À la fin de la IVe République, un gouvernement dit de « troisième force » avait été nommé. Il était composé de partis politiques qui n’avaient rien à voir entre eux comme la SFIO et le MRP, mais qui s’étaient engagés à gouverner le pays. À l’époque, il s’agissait d’écarter du pouvoir le PCF, considéré comme infréquentable, et les gaullistes, jugés trop excessifs. Cette gouvernance a tenu trois à quatre ans et a eu un impact économique assez important pour la France.
Maintenant, il faut considérer que les solutions d’hier ne pourront pas être celles de demain, et qu’il y en a forcément de nouvelles à inventer. Par exemple, des discussions plus longues pour les budgets ou les accords internationaux. Mais il y a un moment où le consensus devra débloquer la situation. Le blocage n’est pas une option envisageable.
Dans notre Constitution, il est précisé que l’Assemblée nationale et le gouvernement doivent faire fonctionner l’État. Le shutdown n’existe pas en France. Tout est conçu pour que les urgences soient parées. Mais pour qu’il y ait une forme de synergie dans les autorités de l’État, des compromis entre les différentes formations politiques sont indispensables.
Certains affirment que la France devrait s’inspirer du modèle de coalition allemand. Qu’en pensez-vous ? N’y a-t-il pas en France un obstacle culturel ?
Nous sommes politiquement assez différents de nos voisins d’outre-Rhin. À l’inverse de la France, l’Allemagne est une république fédérale et il n’y a pas d’élection au suffrage universel direct d’un président. Les Français ne pourront jamais faire comme les Allemands ou d’ailleurs les Anglais, les Italiens et les Espagnols, qui ont tous une approche différente des systèmes de coalition.
Cependant, je crois que la culture constitutionnelle a bon dos. On lui fait dire beaucoup de choses alors qu’aucun des pays que je viens de citer n’avaient la culture constitutionnelle de la crise. Les contrats de coalition ne sont même pas dans la loi fondamentale allemande. En Espagne, l’idée qu’on puisse arriver à gouverner avec des partis extrêmes dans les communautés autonomes n’avait jamais été expérimentée auparavant.
La culture s’acquiert avec l’expérience. Face aux obstacles, il faut bien trouver un nouveau modèle de gouvernance.
Dans l’hypothèse de la formation d’une nouvelle majorité composée du bloc macroniste et d’autres formations ne faisant pas partie du camp présidentiel, et de la nomination d’un gouvernement reflétant cette nouvelle majorité, quelles seraient les marges de manœuvre du président de la République ? Serait-ce comme sous une cohabitation ?

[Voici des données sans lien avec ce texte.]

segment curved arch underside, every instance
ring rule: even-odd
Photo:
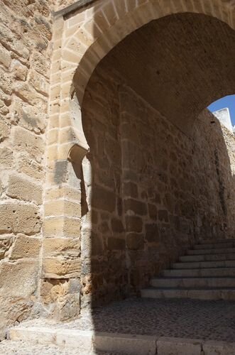
[[[133,32],[102,60],[185,133],[212,102],[234,92],[235,31],[207,15],[178,13]]]

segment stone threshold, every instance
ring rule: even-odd
[[[111,351],[133,355],[234,355],[235,342],[149,335],[96,332],[88,330],[47,328],[11,328],[7,339],[31,344],[54,344],[61,349],[77,349],[87,354]]]

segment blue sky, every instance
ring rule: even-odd
[[[235,95],[229,95],[215,101],[207,109],[213,112],[213,111],[219,110],[228,107],[230,112],[231,124],[235,125]]]

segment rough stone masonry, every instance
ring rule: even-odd
[[[133,23],[131,11],[138,15],[139,7],[146,18],[160,1],[152,12],[148,0],[121,0],[119,6],[99,0],[53,15],[74,2],[0,0],[1,337],[28,317],[68,320],[80,307],[138,295],[189,245],[234,236],[234,136],[204,109],[234,90],[232,26],[209,16],[170,15],[121,41],[83,85],[89,153],[81,173],[67,160],[67,141],[77,143],[72,120],[82,127],[66,90],[80,101],[91,63],[116,44],[119,36],[114,31],[112,40],[108,30],[121,20],[125,33]],[[175,6],[168,13],[162,2],[162,14],[193,12]],[[203,42],[202,28],[206,39],[216,31],[217,42]],[[160,70],[155,43],[146,48],[149,57],[137,50],[153,31],[164,48]],[[104,33],[108,40],[97,40],[97,55],[82,62],[80,76],[80,60]],[[170,54],[180,38],[180,53]],[[145,77],[153,78],[153,91]]]

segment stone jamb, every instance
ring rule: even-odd
[[[70,219],[73,222],[77,219],[79,228],[81,216],[76,214],[75,209],[76,217],[67,215],[65,202],[70,201],[73,189],[76,196],[72,198],[73,202],[81,202],[82,160],[89,150],[82,130],[81,106],[93,70],[108,52],[131,32],[152,20],[184,12],[216,17],[235,28],[235,4],[229,0],[100,0],[77,13],[66,15],[66,18],[61,16],[55,20],[47,133],[44,236],[49,233],[51,238],[58,234],[62,238],[68,237],[72,228]],[[69,160],[75,164],[76,173],[75,166],[72,168]],[[78,178],[77,183],[75,175]],[[77,195],[75,191],[78,192]],[[55,203],[52,196],[65,202],[60,216],[50,212]],[[79,231],[77,233],[80,234]],[[51,277],[50,270],[44,270],[45,262],[46,258],[43,260],[43,278]],[[62,263],[63,260],[59,258],[56,262]],[[57,278],[55,273],[54,277]],[[61,275],[58,278],[61,278]]]

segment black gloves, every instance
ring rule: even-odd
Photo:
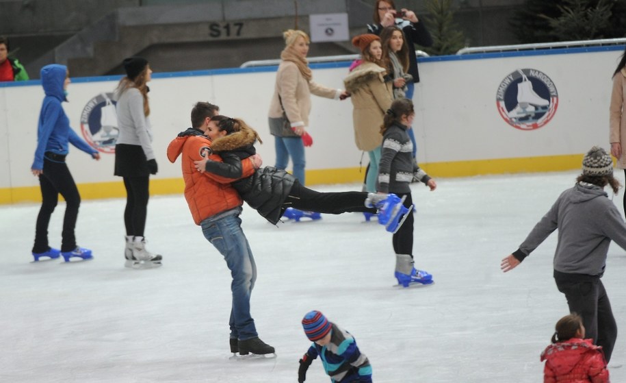
[[[150,171],[150,174],[157,174],[159,166],[157,166],[157,160],[154,158],[148,160],[148,170]]]
[[[309,366],[312,362],[313,359],[309,354],[305,354],[300,360],[300,368],[298,369],[298,383],[302,383],[307,379],[307,370],[309,369]]]

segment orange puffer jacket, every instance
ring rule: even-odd
[[[602,347],[591,339],[573,338],[548,346],[541,353],[545,360],[544,383],[608,383],[609,371]]]
[[[203,132],[190,128],[179,134],[168,146],[168,159],[174,163],[180,156],[182,159],[183,179],[185,180],[185,198],[192,212],[196,225],[210,217],[240,206],[242,198],[231,186],[235,181],[213,173],[200,173],[194,161],[203,159],[206,156],[213,161],[222,161],[216,154],[208,154],[211,140]],[[242,161],[242,178],[255,173],[252,161],[246,158]]]

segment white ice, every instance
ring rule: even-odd
[[[509,273],[500,260],[577,174],[441,179],[432,193],[415,185],[416,266],[435,283],[408,289],[394,286],[391,236],[375,221],[324,214],[276,227],[246,206],[259,270],[252,313],[276,347],[269,360],[229,359],[230,274],[182,194],[150,200],[148,247],[164,256],[151,270],[123,267],[122,199],[83,201],[77,235],[94,259],[70,264],[31,262],[38,204],[0,206],[0,382],[296,382],[310,345],[300,320],[312,309],[354,335],[376,382],[540,382],[539,354],[568,313],[552,279],[556,235]],[[610,193],[621,211],[622,195]],[[53,245],[64,208],[50,224]],[[625,275],[626,253],[613,244],[602,280],[622,332]],[[625,339],[613,382],[626,382]],[[314,361],[307,382],[329,381]]]

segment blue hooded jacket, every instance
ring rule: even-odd
[[[39,114],[37,149],[35,150],[35,160],[31,166],[32,169],[43,169],[44,156],[47,151],[67,154],[68,143],[92,156],[98,153],[72,129],[70,119],[61,106],[62,102],[67,101],[63,91],[66,75],[67,67],[64,65],[53,64],[41,69],[41,84],[46,97]]]

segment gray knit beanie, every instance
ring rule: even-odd
[[[613,160],[601,147],[591,148],[582,160],[582,173],[584,175],[603,176],[613,175]]]

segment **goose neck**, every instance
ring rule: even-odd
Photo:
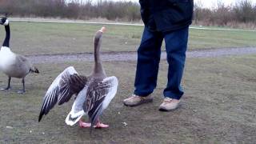
[[[6,29],[6,38],[3,41],[2,46],[10,47],[10,26],[5,26]]]

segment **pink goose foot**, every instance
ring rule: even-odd
[[[101,129],[101,128],[107,128],[109,127],[109,126],[101,123],[99,121],[98,121],[97,124],[94,126],[94,127],[96,129]]]
[[[90,128],[90,123],[83,122],[81,119],[79,120],[79,126],[81,128]]]

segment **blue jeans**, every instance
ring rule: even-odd
[[[184,92],[180,84],[186,60],[188,31],[188,27],[168,33],[152,32],[144,28],[138,49],[134,94],[145,97],[156,87],[161,46],[164,39],[169,67],[168,82],[163,95],[175,99],[182,98]]]

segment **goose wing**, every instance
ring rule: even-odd
[[[91,126],[102,111],[108,106],[117,93],[118,78],[114,76],[104,78],[100,82],[91,83],[87,90],[87,96],[84,104],[84,111],[87,112]]]
[[[73,66],[66,68],[50,86],[42,101],[38,122],[57,102],[62,105],[68,102],[73,94],[78,94],[86,82],[87,78],[78,75]]]

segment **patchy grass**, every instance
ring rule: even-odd
[[[119,79],[116,97],[102,116],[110,128],[68,126],[65,118],[72,101],[55,106],[38,122],[42,98],[53,79],[68,66],[89,74],[91,62],[40,64],[40,74],[26,78],[27,93],[0,91],[0,143],[254,143],[256,141],[256,56],[188,58],[182,82],[186,94],[175,111],[158,110],[166,83],[166,62],[159,69],[154,102],[137,107],[123,106],[130,95],[135,62],[105,62],[106,74]],[[4,86],[6,77],[0,74]],[[122,122],[128,125],[124,126]],[[6,126],[11,126],[12,129]]]
[[[93,38],[103,25],[11,22],[10,46],[22,54],[93,51]],[[135,51],[143,26],[106,25],[104,51]],[[5,36],[0,29],[0,39]],[[255,46],[255,32],[190,29],[189,50]],[[164,49],[164,48],[163,48]]]

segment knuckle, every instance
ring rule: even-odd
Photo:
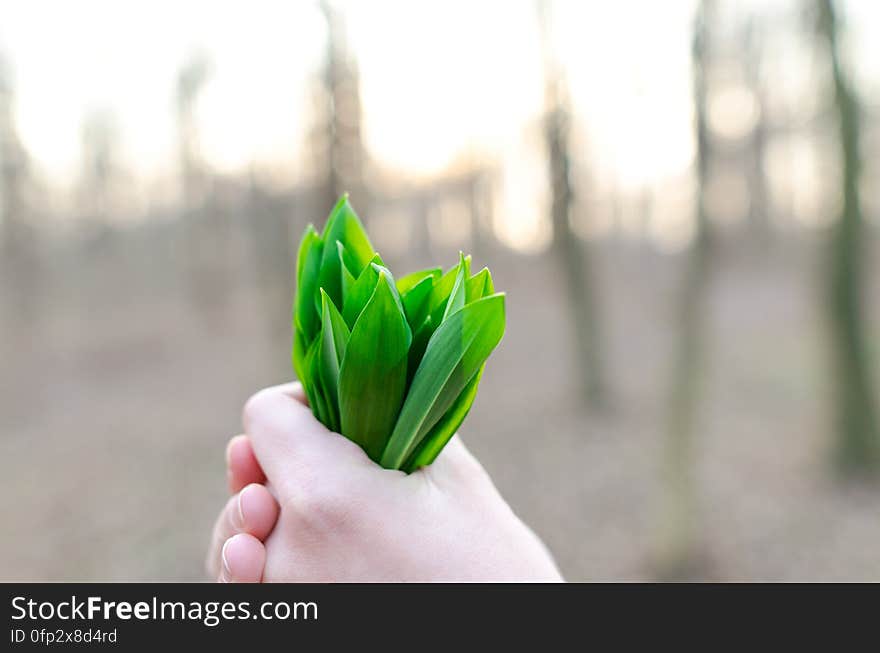
[[[357,521],[352,496],[342,483],[320,477],[303,479],[291,503],[298,528],[312,534],[339,532]]]
[[[251,395],[242,409],[241,421],[244,424],[245,431],[250,432],[251,427],[263,419],[263,416],[266,415],[269,406],[272,405],[274,400],[275,393],[272,392],[271,388],[264,388],[256,394]]]

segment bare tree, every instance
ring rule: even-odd
[[[764,26],[752,16],[745,27],[745,78],[757,105],[757,118],[747,144],[746,162],[749,186],[749,228],[754,240],[763,246],[771,237],[767,175],[764,158],[767,152],[769,121],[766,89],[761,64],[763,61]]]
[[[89,113],[82,124],[80,208],[92,219],[106,223],[115,205],[119,181],[119,129],[107,111]]]
[[[37,237],[28,220],[29,161],[15,125],[12,71],[0,53],[0,264],[6,270],[11,308],[22,323],[33,313],[39,273]]]
[[[348,48],[345,17],[329,0],[321,0],[327,21],[327,43],[319,88],[318,141],[324,170],[320,205],[329,210],[345,191],[366,206],[363,168],[365,154],[361,136],[360,76]]]
[[[712,145],[707,126],[707,69],[711,53],[713,0],[701,0],[692,49],[694,122],[697,142],[696,232],[687,252],[680,289],[678,340],[670,381],[664,451],[666,529],[658,571],[661,576],[688,577],[696,565],[695,435],[706,355],[706,299],[710,273],[710,225],[706,186]]]
[[[211,62],[203,53],[193,54],[177,74],[175,108],[180,179],[187,208],[204,200],[206,171],[202,159],[195,109],[211,76]]]
[[[571,226],[574,191],[571,181],[569,132],[571,112],[563,72],[553,55],[548,0],[538,0],[544,50],[544,142],[549,166],[553,251],[560,265],[570,311],[577,366],[585,402],[603,404],[606,395],[597,314],[595,280],[588,250]]]
[[[827,296],[834,357],[836,458],[846,473],[875,472],[880,464],[880,432],[863,326],[866,261],[859,198],[862,168],[859,106],[841,62],[835,4],[831,0],[816,0],[816,3],[819,31],[831,64],[843,185],[843,209],[831,231]]]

Il n’y a pas de définition constitutionnelle de la cohabitation. En revanche, il en existe une d’ordre politique : le président de la République n’est pas issu du même camp que son Premier ministre et de la majorité à l’Assemblée nationale.
Il y a donc fort à parier que la potentielle coalition qui va être bâtie et le gouvernement qui en résultera ne seront pas entièrement de la même couleur politique que le président de la République, même si je pense que cette possible cohabitation serait moins rude que les hypothèses de gouvernement de gauche ou RN que l’on pouvait imaginer dans l’entre-deux-tours.
Dans ce scénario de cohabitation, le chef de l’État conserverait sûrement l’essentiel de ses prérogatives, notamment en matière de domaine réservé et de défense et les points d’ententes seraient plus nombreux que sous d’autres cohabitations.